It turned out that theirs would have to be the only payload, with no room for even an extra kilogram.

Still, having a plan helped. When they pitched to Isro’s commercial wing Antrix, it took them seriously because Indus had more than just an idea—Narayan had put together a team and could explain how they planned to go from point A to point B.

Having a plan—even though it was based on incomplete information—helped Indus take the first few steps with some degree of confidence that the goal is achievable.
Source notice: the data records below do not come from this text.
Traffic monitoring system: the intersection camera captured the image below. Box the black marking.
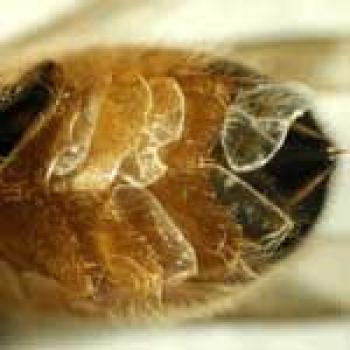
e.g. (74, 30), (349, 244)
(0, 61), (58, 157)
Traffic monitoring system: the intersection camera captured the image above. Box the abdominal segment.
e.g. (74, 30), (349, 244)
(0, 49), (330, 318)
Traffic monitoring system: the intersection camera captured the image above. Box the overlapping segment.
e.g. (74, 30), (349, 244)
(120, 77), (185, 186)
(221, 83), (313, 172)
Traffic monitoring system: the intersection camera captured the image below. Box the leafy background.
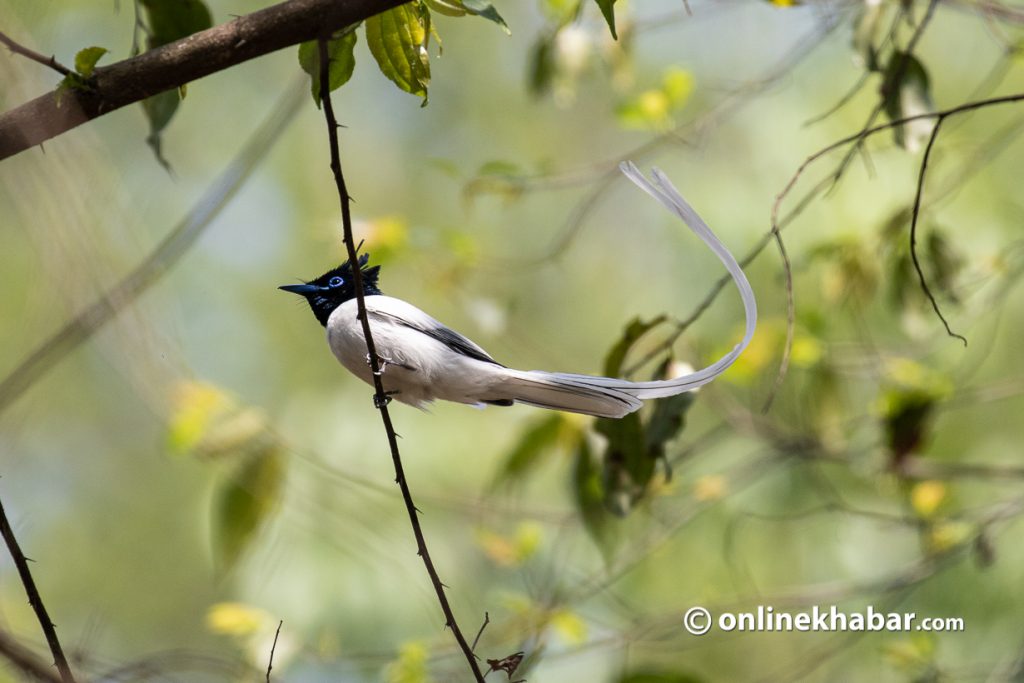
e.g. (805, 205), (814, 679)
(0, 0), (1024, 683)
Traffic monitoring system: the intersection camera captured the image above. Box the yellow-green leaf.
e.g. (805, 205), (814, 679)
(75, 47), (108, 78)
(299, 26), (355, 106)
(884, 51), (935, 152)
(213, 444), (285, 571)
(366, 0), (430, 106)
(595, 0), (618, 40)
(384, 641), (433, 683)
(206, 602), (273, 638)
(139, 0), (213, 168)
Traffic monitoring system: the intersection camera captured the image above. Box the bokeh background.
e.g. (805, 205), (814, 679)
(0, 0), (1024, 683)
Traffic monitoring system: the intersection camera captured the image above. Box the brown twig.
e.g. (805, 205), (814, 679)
(770, 92), (1024, 352)
(0, 493), (75, 683)
(319, 38), (483, 683)
(471, 612), (490, 652)
(910, 117), (967, 346)
(0, 631), (63, 683)
(833, 0), (939, 182)
(0, 31), (72, 76)
(0, 0), (404, 160)
(266, 620), (285, 683)
(0, 80), (308, 412)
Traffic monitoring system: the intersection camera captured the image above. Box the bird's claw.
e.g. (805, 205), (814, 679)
(367, 353), (397, 377)
(374, 391), (398, 411)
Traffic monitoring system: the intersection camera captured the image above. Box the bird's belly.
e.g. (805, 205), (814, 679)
(328, 302), (500, 408)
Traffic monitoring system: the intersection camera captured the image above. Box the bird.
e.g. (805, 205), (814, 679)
(279, 162), (757, 418)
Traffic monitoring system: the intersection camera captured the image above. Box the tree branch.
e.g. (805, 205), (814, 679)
(0, 0), (406, 160)
(0, 31), (72, 76)
(319, 39), (483, 683)
(910, 117), (967, 346)
(0, 78), (308, 413)
(0, 631), (63, 683)
(0, 491), (75, 683)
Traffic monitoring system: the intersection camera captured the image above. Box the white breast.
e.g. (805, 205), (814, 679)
(327, 295), (505, 408)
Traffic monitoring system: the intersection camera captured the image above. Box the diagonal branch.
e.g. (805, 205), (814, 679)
(0, 493), (75, 683)
(319, 39), (483, 683)
(910, 117), (967, 346)
(0, 0), (404, 160)
(0, 79), (307, 413)
(0, 31), (71, 76)
(0, 631), (63, 683)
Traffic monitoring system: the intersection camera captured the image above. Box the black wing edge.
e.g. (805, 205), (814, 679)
(414, 327), (505, 368)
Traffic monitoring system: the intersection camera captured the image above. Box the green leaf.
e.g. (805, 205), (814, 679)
(595, 413), (654, 517)
(142, 90), (181, 169)
(299, 26), (356, 106)
(604, 315), (665, 377)
(595, 0), (618, 40)
(462, 161), (527, 203)
(139, 0), (213, 168)
(572, 438), (615, 562)
(425, 0), (469, 16)
(883, 51), (935, 152)
(528, 33), (558, 97)
(851, 0), (885, 71)
(616, 671), (703, 683)
(212, 443), (285, 571)
(925, 229), (967, 303)
(139, 0), (213, 50)
(425, 0), (512, 35)
(366, 0), (430, 106)
(644, 358), (696, 460)
(462, 0), (512, 36)
(75, 47), (108, 78)
(495, 413), (565, 483)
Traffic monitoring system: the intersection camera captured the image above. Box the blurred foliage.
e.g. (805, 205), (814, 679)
(0, 0), (1024, 683)
(137, 0), (213, 168)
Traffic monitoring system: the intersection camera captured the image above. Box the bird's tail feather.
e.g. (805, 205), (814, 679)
(485, 162), (758, 418)
(486, 370), (643, 418)
(581, 162), (758, 398)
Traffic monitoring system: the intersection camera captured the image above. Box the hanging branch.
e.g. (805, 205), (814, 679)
(0, 79), (309, 413)
(0, 631), (63, 683)
(318, 38), (483, 683)
(0, 493), (75, 683)
(0, 0), (404, 160)
(0, 31), (71, 76)
(910, 116), (967, 346)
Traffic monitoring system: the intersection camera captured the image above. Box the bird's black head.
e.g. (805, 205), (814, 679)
(278, 254), (381, 328)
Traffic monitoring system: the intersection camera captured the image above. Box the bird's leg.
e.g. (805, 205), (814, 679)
(367, 353), (398, 377)
(367, 353), (416, 377)
(374, 391), (398, 411)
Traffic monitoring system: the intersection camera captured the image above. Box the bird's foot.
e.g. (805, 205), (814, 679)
(367, 353), (400, 377)
(374, 391), (398, 411)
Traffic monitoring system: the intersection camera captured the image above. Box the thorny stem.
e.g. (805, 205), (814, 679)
(318, 38), (483, 683)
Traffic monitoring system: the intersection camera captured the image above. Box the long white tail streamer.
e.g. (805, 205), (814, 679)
(551, 162), (758, 401)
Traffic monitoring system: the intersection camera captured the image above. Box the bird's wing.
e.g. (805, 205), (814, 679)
(366, 295), (504, 367)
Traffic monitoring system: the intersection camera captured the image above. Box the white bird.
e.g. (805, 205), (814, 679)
(280, 162), (757, 418)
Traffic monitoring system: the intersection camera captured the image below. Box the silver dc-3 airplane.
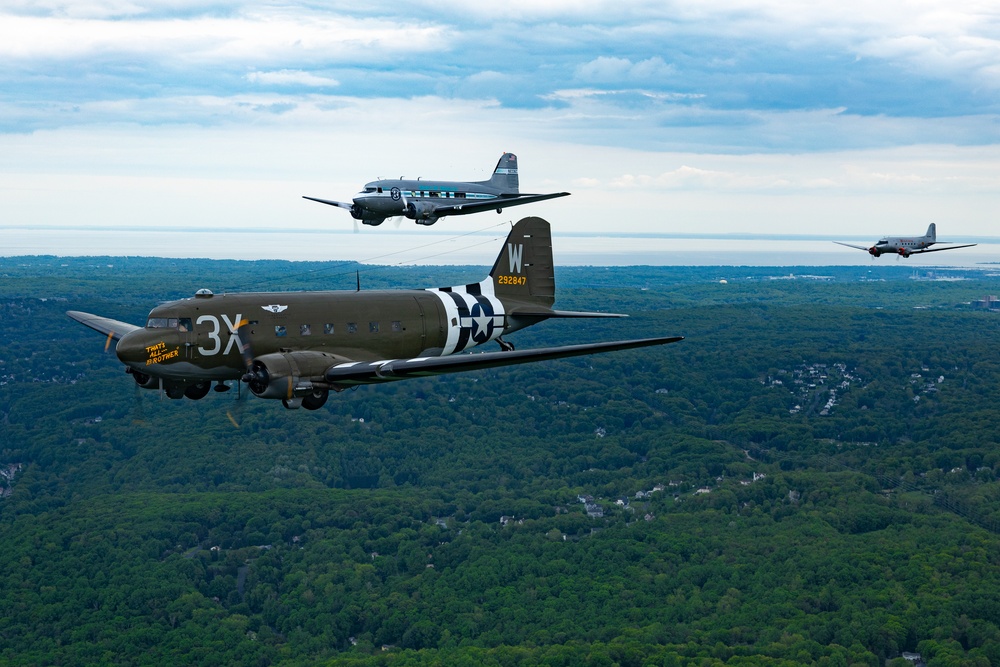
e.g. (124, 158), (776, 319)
(66, 218), (681, 410)
(834, 222), (976, 257)
(303, 153), (569, 225)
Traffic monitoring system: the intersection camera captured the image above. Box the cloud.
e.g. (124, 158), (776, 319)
(576, 56), (674, 84)
(246, 69), (340, 88)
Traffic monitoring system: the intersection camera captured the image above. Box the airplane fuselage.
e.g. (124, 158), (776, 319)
(116, 290), (506, 380)
(868, 236), (935, 257)
(352, 179), (517, 219)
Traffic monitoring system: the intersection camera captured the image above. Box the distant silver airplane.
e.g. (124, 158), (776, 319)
(834, 222), (976, 257)
(303, 153), (569, 225)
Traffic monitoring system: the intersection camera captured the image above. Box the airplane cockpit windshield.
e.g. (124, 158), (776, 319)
(146, 317), (191, 331)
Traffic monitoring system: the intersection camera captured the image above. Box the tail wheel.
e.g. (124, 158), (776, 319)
(302, 389), (330, 410)
(184, 381), (212, 401)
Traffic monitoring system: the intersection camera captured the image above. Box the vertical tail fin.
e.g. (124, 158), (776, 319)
(486, 153), (520, 194)
(487, 217), (556, 308)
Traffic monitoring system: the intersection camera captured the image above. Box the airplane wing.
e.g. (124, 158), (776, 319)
(834, 241), (868, 252)
(326, 336), (684, 386)
(910, 243), (977, 255)
(434, 192), (569, 218)
(302, 195), (354, 211)
(66, 310), (142, 340)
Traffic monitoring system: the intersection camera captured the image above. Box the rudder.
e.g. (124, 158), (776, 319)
(490, 217), (556, 308)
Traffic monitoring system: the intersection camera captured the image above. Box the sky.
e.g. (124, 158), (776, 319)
(0, 0), (1000, 261)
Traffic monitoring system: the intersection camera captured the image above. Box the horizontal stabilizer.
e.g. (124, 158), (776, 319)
(910, 243), (976, 255)
(510, 308), (628, 320)
(66, 310), (142, 340)
(325, 336), (684, 386)
(834, 241), (868, 252)
(302, 195), (353, 211)
(434, 192), (569, 217)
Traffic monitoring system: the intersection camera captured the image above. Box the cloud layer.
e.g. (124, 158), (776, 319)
(0, 0), (1000, 248)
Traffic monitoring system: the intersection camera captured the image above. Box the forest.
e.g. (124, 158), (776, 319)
(0, 257), (1000, 667)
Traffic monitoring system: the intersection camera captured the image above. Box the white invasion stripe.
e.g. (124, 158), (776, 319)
(427, 289), (460, 357)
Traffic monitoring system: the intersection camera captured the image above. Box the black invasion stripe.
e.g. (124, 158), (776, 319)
(448, 292), (472, 352)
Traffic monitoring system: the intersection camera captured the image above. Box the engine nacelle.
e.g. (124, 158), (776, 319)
(243, 350), (342, 400)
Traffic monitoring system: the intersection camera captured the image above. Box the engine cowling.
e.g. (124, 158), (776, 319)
(243, 350), (342, 400)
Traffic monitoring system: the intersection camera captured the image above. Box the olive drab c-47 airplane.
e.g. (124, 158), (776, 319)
(303, 153), (569, 225)
(66, 217), (681, 410)
(834, 222), (976, 258)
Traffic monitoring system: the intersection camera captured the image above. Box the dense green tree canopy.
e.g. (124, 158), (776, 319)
(0, 257), (1000, 667)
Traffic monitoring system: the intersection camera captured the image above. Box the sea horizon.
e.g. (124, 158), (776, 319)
(0, 226), (1000, 269)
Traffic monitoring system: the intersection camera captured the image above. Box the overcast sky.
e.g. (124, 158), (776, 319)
(0, 0), (1000, 256)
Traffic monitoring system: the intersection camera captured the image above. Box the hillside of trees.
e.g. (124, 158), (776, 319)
(0, 257), (1000, 667)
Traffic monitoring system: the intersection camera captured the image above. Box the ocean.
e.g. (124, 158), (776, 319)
(0, 226), (1000, 269)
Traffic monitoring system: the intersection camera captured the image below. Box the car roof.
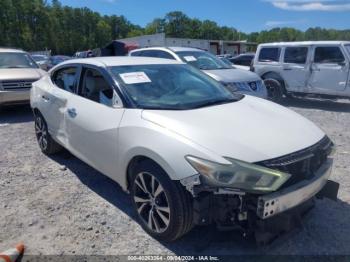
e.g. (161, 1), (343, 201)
(0, 47), (26, 53)
(168, 46), (204, 52)
(130, 46), (203, 53)
(60, 56), (184, 67)
(260, 41), (350, 47)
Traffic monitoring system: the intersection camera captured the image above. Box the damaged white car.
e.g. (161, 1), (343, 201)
(31, 57), (338, 242)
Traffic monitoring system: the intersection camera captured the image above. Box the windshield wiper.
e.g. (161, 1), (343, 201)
(6, 66), (26, 68)
(193, 98), (237, 108)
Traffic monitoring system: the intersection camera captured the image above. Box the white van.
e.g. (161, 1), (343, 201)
(252, 41), (350, 102)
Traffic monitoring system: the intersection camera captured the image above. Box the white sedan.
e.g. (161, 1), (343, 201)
(31, 57), (337, 241)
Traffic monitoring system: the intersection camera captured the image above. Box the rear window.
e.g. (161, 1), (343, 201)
(259, 47), (281, 62)
(284, 47), (308, 64)
(314, 46), (345, 63)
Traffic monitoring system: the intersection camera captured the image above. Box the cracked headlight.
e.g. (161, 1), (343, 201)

In the first year, they met partners, advisors, potential investors and mentors—and refined their plan.

Once external validation came with the Milestone Prize for the landing system, there have been more people wanting to work with them and donate funds. (It’s giving finishing touches to a crowd-funding plan now.)

The big picture can be intimidating. When you are aiming for the moon, it’s easy to be overwhelmed by the enormity of the goal and the complexity of the tasks.

“The big picture helps in getting the vision right. After that, it’s about breaking down the problem into manageable bits, and getting them done," says Narayan.

So, every morning, all team members get together to give and get updates. And then there are more elaborate review meetings that focus on the logic, the impact that previous efforts had, and course corrections.

All this put together gives everyone the big picture, and the fact that they have to give updates and go through reviews keeps them focused on the steps that will lead to the final goal.

“As engineers, we have to constantly think about what could go wrong and try to fix it before something breaks," says Vinayak Vadlamani, who works with guidance control and navigation.

Former scientists from Isro have extended their help almost from the beginning.

As advisors and consultants, their job is to guide, train, offer solutions and, above all, bring the rigour of doing scientific work.

“At Isro, scientists enjoy a great deal of freedom. And the review process is extremely rigorous," says M. Jayaraman, a propulsion systems expert. “It doesn’t matter who you are or what your designation is; your ideas go through a drilling that you might not enjoy, but at the end of the day, you know that it helps you. You know that you can’t afford to make even a single mistake."

N. Srinivasa Hegde, another Isro veteran, says, “Here, you will find a few old people like me, and the rest are these boys. They have a lot of enthusiasm, a lot of passion. And sometimes my job is to slow that down a little."

When you are launching a product, you can decide to drop a couple of features to bring it to market a little faster. But you can’t afford to do that when launching a spacecraft. You have to do everything it takes, and you have to do it right.

How the team thought about the problem of soft-landing provides an insight into this.

As the spacecraft approaches the surface of the moon, it needs to slow down. Parachutes won’t work because the moon doesn’t have enough gravitational pull and has a thin atmosphere. It has to be done by changing the engine’s thrust. Since Isro hadn’t done soft landing, there was no ready idea that Team Indus could borrow. Having multiple engines with varying thrusts would make the spacecraft too complex, heavy and possibly unstable.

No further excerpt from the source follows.